Les lieux composites permettent de suivre les objets, mais de façon limitée : d'une part, le suivi est limité par la séquence du lieu composite, et le suivi s'arrête si l'agent effectue d'autres interactions que celles de cette séquence. Pour assurer un suivi plus long, je propose ce dernier principe : si un objet a une position caractérisée par une liste de lieux (composite ou non), alors on peut considérer que l'intersection de ces lieux, caractérisant la position probable de l'objet, peut être assimilé à une position de l'espace. Notons que cette position n'est plus limitée à l'espace couvert par le système sensoriel de l'agent. Ceci repose sur l'apprentissage de signatures de présence :

signature de présence
Figure 4 : apprentissage des signatures de présence : ici, la mémoire spatiale contient une instance d'objet dont la localisation est caractérisée par un ensemble de trois lieux. On peut considérer que l'intersection de ces trois lieux est assimilable à une position de l'espace global. Ainsi, si l'agent tourne à gauche d e90°, et que l'agent détecte une instance du même objet dans le lieu l4, alors la position caractérisée par (l1,l2,l3) a de fortes chances de faire partie du lieu composite ["gauche"][l4}

signature de présence
Figure 5 : exemples de signatures de présence. Les quatres lieux composites, très proches, sont caractérisés par l'intersection des deux lieux affichés en bas.

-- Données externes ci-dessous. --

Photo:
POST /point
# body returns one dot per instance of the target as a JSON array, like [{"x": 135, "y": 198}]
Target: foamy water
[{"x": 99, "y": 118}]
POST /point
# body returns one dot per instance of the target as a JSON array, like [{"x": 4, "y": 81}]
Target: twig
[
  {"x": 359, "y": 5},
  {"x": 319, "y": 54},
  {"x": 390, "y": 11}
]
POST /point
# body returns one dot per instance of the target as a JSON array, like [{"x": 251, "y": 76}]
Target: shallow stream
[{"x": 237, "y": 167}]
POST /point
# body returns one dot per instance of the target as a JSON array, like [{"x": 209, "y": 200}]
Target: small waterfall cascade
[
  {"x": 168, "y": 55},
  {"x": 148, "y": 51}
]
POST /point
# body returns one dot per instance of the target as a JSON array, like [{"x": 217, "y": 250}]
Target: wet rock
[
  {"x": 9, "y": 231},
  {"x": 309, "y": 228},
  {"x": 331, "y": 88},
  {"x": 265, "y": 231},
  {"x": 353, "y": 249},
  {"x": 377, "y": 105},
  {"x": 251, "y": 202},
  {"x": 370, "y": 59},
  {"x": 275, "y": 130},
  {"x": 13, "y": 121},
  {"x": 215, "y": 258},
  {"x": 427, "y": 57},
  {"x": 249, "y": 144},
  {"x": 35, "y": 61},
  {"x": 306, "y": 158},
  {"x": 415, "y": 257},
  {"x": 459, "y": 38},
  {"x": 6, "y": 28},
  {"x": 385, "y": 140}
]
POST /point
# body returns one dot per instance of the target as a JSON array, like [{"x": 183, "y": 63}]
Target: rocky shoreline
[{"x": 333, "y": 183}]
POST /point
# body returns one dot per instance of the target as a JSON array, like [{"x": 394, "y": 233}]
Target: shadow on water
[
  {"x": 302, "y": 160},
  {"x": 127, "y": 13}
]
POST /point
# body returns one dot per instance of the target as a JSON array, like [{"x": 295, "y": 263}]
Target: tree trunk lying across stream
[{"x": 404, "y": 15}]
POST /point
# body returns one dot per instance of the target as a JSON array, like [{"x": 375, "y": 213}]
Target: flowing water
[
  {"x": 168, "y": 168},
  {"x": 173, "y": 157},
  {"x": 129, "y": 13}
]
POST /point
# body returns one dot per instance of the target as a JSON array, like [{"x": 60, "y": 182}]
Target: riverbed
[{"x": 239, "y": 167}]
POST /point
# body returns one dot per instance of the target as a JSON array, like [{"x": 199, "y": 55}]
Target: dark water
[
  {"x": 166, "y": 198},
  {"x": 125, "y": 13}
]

Les signatures de présence permettent de lier des régions de l'espace non observable de l'agent, comme dans l'exemple ci-dessous :

suivi des objets
Figure 6 : Suivi des objets. Dans ce contexte, et en raison d'assymétries dans les signatures d'interactions, l'agent va préférer atteindre la proie A. La proie B, quand à elle, est mémorisé à l'aide d'un ensemble de lieux, représentés à droite (seul les lieux primitifs et composite avec une séquence d'une interaction sont représentés). Au pas suivant, l'agent avance. Les lieux sont mis à jour, et indiquent que la proie B peut être atteinte en énactant "tourner à droite de 90°" ou "tourner à droite de 45°", caractérisant le fait que la proie B est à droite de l'agent. Mais au pas suivant, l'agent tourne à gauche. Aucun des lieux composite caractérisant la position de B ne peuvent être mis à jour. Cependant, les lieux de la figure 5 ont pû être évoqué grâce à leur signatures de présence. Une fois mis à jour, ils caractérisent la position de la proie B par l'interaction "tourner à gauche de 90°", indiquant que B est à gauche de l'agent. Les signatures de présence ont ainsi permis de relier des régions de l'espace non observable


L'agent, doté d'une mémoire spatiale, génère des comportements similaires à ceux observés avec une mémoire spatiale pré-cablée : il se dirige naturellement vers les objets affordant l'interaction manger, tout en restant à distance des murs; On notera également que malgré une faible précision de la mémoire, l'agent parvient quand même à se diriger vers les objets "intéressant" même après les avoir perdus de vue pendant près de 10 pas. Ces résultats ont été publié dans Gay, Mille, Georgeon, and Dutech 2017

proie et algue proie et algue

proie et mur proie et mur
Figure 7 : comportement de l'agent en présence d'une algue puis d'un mur. La frise en bas montre la position de la proie estimée par la mémoire spatiale.

Il est intéressant de constater que si on retire la proie, l'agent, guidé par sa mémoire spatiale, continue de se diriger vers l'ancienne position, puis, face à l'incohérence, semble chercher la proie qui devrait être là.



On peut constater que la mémoire spatiale reste relativement fiable malgré sa faible précision. Le comportement de l'agent tient compte de l'ensemble des éléments présent dans sa mémoire : celui-ci adapte sa trajectoire pour éviter le mur devant lui.